Eliminating Cursors

  • Comments posted to this topic are about the content posted at http://www.sqlservercentral.com/columnists/kAli/eliminatingcursors.asp

  • Just a few code corrections (being pedantic), the insert won't work unless you provide the list of columns that you want to insert into....

    INSERT INTO @item_table

    (item_category_id, order_id)

    SELECT -- Same SELECT statement as that for the CURSOR

    it.item_category_id

    ,ord.order_id

    FROM dbo.item_categories it

    Also, another performance increase would be to set the @loop_counter variable to @@rowcount after you have done the insert into the table variable (depending on how many records are in the table this could increase performance several fold)

    --now populate this table with the required item category values

    DECLARE @loop_counter INT

    INSERT INTO @item_table

    (item_category_id, order_id)

    SELECT -- Same SELECT statement as that for the CURSOR

    it.item_category_id

    ,ord.order_id

    FROM dbo.item_categories it

    INNER JOIN dbo.orders ord

    ON ord.item_category_id = it.item_category_id

    WHERE ord.order_date >= '1-sep-05'

    and it.isSuspended != 1

    SET @loop_counter = @@ROWCOUNT

    DECLARE @item_category_counter INT

    Further to this can anyone give me stats on when using this method becomes more efficient than using cursors. i.e. how many records selected in the cursor, machine memory config etc. etc. etc.

    I have been using cursors for years (coming from an Oracle background) and have not had problems with them!!

    Thanks

  • Although it is best practice to name columns, and especially in such article it would be advisable to do it correctly, it is not true that the insert will not work. The insert will work as it is written by the author.

    The setting of @loop_variable is done only once in the entire process, so I doubt the proposed change would increase performance several fold. But, same as Bob, I would be very interested in some closer info about why replacing cursor with a WHILE loop increases performance by 75%. The loop in example generally does the same as the cursor, iterates row after row and for each row starts some procedure... so where is the huge gain? Better use of indexes? Reused query plan?

    IMHO the main problem with cursors is, that some people tend to use them there, where it is possible to use a true set-based approach, i.e. update 1000 rows at once instead of updating one after another. I'm not that much sure about the shown example... it is one of the things where I think cursors aren't really too bad. Since I never had to use cursors, I prefer to avoid them altogether - but if you are familiar with them, this could be one of the situations where cursor is OK. I'm really curious what some of the more experienced posters will say...

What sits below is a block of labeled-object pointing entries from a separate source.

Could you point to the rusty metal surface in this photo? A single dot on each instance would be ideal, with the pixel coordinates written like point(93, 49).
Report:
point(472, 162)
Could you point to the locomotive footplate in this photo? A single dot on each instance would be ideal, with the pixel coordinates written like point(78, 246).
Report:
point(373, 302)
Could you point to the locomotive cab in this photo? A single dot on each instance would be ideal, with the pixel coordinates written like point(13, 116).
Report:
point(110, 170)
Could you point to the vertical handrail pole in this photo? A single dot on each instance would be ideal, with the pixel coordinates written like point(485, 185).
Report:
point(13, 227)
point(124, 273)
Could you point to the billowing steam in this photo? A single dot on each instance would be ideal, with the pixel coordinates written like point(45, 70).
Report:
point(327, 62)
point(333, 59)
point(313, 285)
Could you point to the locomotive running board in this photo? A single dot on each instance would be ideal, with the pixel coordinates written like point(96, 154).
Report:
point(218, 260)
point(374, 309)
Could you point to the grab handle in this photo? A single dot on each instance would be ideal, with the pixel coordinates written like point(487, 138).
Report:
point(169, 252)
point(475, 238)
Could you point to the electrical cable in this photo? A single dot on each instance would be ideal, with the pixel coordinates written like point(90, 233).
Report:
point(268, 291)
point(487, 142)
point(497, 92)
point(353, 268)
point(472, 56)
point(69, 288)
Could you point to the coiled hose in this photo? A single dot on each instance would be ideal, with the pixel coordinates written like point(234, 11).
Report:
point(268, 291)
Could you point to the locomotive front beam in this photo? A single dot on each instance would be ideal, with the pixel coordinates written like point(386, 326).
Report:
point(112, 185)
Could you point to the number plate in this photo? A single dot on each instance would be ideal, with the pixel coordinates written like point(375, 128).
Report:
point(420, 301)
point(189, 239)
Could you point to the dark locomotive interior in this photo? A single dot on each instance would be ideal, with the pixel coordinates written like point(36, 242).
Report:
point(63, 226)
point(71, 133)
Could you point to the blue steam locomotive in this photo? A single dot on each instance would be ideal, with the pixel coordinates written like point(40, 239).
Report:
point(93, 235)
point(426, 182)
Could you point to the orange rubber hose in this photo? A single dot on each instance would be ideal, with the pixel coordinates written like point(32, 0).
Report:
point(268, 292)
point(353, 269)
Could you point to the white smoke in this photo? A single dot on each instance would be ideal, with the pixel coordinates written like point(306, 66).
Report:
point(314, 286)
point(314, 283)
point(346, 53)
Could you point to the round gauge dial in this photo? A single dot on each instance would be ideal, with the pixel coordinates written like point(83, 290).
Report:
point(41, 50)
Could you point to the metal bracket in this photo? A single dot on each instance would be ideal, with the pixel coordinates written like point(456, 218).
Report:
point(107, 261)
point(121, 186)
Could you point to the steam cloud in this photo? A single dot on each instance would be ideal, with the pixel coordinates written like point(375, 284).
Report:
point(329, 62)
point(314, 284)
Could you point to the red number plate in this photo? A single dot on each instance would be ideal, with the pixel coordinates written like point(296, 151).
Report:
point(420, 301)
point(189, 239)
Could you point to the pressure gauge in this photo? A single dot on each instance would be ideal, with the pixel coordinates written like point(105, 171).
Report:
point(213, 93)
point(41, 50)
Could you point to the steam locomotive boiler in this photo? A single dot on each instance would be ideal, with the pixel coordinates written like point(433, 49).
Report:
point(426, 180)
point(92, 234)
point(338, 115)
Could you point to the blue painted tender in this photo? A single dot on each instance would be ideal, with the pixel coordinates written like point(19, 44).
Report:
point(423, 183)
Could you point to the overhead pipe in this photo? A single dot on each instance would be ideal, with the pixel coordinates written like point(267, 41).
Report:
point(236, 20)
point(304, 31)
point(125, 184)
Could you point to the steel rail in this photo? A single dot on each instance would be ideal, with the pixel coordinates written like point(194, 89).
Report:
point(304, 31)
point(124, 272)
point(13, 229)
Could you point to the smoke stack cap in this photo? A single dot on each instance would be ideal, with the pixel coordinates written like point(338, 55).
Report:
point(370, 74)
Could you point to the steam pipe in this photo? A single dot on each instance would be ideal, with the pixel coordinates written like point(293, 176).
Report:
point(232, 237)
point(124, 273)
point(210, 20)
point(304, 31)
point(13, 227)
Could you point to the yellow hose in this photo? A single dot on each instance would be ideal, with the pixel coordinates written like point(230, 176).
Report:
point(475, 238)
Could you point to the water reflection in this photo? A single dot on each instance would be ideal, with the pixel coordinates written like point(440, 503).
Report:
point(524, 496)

  • Tks for that best article but, i have a question...

    Well, i have a lot of procedures that use cursors running in background and the server has low performance all day long.

    If we have more than 1.000.000 rows returned in my query, that stil is the best option?

    Best regards,

    Fabiano

     

  • Sorry, are you saying that cursors are the best option or loading into a table variable and then iterating through it is the best option.....

  • I have used this method for years (because I hate cursors), but does it slightly different. I use a #Temp table and then select the TOP 1 at the beginning of the loop with a delete at the end of the loop. I would recommend this method to anybody in a position that HAS to use a cursor.

    5ilverFox
    Consulting DBA / Developer
    South Africa

  • (The comments are to the author of the article)

    Have you tried to convert the cursor to a static cursor?

    Because, in my opinion, that's what you are doing with a temporary table (defining the result set "A priori"). I have seen great improvements with this simple modification DECLARE curs_name CURSOR to DECLARE curs_name CURSOR STATIC (assuming you can ignore the modifications to the original result set).

    I always try to achieve a set based solution, but if you are only trying to speedup that operation, with the least amount of change, sometimes it pays to play with the cursor options. Of course, with a temporary table, you can more easily migrate to a set based solution.

    More problematic (at least, finding an elegant situation) is to use set operations when the tables use an identity column (especially using the identity of one table as the foreign key of another table).

    Best regards,

    André Cardoso

  • I can't understand, where has this hate of cursors come from. Is it a general DBA thing or something else.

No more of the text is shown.